I've been playing around with stdexec and had a thought about sync_wait and async_scope that I wanted to run by the community. I might be missing something obvious here, so please let me know if this doesn't make sense!

I noticed that when using sync_wait with inline_scheduler, we still use mutexes and condition variables internally, even though we know the work will run on the calling thread. Same thing seems to happen with async_scope when all tasks run on a single thread.

I was wondering:

  1. Is there a way (or maybe there already is?) to optimize away this synchronization overhead when we know at compile-time that everything will run on the same thread?
  2. Does the sender type system provide enough information to detect these cases?

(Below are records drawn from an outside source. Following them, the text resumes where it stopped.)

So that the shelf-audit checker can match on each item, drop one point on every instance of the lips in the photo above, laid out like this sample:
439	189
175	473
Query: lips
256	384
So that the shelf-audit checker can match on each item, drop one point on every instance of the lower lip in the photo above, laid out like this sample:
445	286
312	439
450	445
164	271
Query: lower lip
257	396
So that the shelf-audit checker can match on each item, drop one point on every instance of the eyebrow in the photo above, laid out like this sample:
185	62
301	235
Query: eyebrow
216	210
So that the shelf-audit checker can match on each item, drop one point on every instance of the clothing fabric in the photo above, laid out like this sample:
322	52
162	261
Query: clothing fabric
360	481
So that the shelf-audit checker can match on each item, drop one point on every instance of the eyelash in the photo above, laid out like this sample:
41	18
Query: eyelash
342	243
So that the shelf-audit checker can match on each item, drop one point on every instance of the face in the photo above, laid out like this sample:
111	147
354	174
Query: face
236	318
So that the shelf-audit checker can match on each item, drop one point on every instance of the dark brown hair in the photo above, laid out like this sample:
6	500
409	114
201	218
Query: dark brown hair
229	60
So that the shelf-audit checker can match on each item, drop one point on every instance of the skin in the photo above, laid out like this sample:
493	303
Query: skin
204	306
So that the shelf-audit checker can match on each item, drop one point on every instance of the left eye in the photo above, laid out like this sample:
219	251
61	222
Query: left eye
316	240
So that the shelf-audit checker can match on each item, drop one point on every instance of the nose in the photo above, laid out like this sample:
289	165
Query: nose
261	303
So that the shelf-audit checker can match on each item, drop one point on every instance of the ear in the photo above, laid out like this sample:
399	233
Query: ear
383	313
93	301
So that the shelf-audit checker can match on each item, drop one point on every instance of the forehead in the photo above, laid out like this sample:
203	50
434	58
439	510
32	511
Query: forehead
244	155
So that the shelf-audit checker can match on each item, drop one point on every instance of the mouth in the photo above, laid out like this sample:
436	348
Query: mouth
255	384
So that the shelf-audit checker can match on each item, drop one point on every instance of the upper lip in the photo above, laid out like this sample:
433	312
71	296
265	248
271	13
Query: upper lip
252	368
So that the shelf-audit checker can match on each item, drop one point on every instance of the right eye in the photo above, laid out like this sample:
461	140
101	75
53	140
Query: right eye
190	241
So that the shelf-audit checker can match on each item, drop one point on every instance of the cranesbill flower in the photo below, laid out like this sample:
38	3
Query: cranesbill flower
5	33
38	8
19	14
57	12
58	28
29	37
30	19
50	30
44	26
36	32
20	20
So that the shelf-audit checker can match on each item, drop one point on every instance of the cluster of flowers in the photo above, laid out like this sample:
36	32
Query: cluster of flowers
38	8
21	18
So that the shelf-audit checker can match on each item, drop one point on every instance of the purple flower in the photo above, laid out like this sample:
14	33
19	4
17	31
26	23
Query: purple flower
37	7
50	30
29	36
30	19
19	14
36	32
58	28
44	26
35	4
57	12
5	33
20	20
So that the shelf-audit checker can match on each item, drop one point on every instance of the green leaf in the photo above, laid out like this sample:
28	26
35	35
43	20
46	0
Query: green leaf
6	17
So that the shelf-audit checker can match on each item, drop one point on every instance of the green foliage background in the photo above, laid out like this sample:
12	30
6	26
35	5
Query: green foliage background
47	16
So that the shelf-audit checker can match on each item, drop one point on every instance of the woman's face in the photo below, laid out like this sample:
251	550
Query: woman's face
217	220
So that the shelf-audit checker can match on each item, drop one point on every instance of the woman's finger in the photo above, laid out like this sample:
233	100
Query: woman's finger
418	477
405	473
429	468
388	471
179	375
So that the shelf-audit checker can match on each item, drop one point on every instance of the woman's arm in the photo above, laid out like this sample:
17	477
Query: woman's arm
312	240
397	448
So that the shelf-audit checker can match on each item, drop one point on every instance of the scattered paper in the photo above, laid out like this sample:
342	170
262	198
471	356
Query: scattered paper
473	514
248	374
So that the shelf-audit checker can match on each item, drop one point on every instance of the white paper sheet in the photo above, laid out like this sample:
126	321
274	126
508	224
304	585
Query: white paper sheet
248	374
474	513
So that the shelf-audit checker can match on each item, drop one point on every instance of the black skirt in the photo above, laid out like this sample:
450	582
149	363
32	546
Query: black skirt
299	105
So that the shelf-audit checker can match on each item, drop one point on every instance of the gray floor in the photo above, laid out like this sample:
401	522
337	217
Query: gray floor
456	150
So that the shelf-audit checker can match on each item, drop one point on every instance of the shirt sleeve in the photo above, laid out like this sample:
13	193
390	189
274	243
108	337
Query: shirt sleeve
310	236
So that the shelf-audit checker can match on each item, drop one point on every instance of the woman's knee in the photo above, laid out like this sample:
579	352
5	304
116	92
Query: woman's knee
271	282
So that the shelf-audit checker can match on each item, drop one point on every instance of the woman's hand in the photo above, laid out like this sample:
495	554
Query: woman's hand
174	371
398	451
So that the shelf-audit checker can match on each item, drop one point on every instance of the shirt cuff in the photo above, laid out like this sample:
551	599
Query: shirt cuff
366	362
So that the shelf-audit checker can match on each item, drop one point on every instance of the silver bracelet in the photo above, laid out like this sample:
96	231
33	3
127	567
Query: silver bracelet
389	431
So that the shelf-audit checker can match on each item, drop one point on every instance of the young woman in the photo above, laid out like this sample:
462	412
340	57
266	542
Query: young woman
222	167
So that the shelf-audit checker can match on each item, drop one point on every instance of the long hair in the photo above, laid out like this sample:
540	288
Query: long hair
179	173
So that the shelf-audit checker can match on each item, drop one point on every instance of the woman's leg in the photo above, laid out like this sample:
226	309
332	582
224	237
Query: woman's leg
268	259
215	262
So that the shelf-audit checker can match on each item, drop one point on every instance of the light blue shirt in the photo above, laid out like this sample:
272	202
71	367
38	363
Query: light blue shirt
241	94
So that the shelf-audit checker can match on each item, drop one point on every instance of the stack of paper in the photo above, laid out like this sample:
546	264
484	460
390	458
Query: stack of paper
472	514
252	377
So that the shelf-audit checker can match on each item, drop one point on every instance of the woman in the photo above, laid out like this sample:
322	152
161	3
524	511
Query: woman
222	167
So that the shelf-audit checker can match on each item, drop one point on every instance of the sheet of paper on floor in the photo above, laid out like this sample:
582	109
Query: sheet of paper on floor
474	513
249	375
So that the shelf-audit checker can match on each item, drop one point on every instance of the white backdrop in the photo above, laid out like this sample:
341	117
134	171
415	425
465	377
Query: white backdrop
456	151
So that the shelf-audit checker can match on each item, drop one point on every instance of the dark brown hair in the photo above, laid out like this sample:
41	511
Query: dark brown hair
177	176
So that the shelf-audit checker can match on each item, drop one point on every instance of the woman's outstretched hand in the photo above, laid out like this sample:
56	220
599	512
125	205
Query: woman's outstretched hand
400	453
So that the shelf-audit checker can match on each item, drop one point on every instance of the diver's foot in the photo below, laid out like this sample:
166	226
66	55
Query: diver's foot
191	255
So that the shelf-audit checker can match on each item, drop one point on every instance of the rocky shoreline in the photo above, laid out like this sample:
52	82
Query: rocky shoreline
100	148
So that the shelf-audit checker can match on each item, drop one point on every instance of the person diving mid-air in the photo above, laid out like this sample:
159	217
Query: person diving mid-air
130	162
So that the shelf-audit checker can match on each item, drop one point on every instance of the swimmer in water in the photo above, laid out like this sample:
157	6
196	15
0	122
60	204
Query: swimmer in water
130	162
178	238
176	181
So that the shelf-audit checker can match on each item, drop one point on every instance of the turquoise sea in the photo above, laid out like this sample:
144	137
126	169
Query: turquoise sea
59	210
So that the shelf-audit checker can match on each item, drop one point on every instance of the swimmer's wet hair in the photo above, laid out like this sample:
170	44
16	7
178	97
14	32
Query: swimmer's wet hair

Quick example of what made me think about this (godbolt):

#include <stdexec/execution.hpp>
#include <exec/inline_scheduler.hpp>

int main(int argc, char* argv[]) {
  auto sdr = stdexec::schedule(exec::inline_scheduler{})
    | stdexec::then([argc] { return argc; })
    | stdexec::then([](auto n) { return 2 * n; });
    
  auto [res] = stdexec::sync_wait(std::move(sdr)).value();

  return res;
}

I expected the generated assembly to be equivalent, or extremely close, to simply writing:

int main(int argc, char* argv[]) {
    auto then_f = [](auto n) { return 2 * n; };
    auto [res] = std::optional{std::tuple{std::move(then_f)(argc)}}.value();
    return res;
}

However, the generated code uses mutexes and condition variables.

I was thinking: could sync_wait potentially use type traits from the active scheduler to determine if it needs to be thread-safe? That way, it could avoid mutexes and condition variables in single-threaded cases.

The same could apply to async_scopes that run in single-threaded environments.

If my understanding of sync_wait and inline_scheduler is incorrect, please let me know!
Otherwise, it would be interesting to know whether such overhead is avoidable in single-threaded cases or if it's inherently tied to the design.

Thanks for any insights!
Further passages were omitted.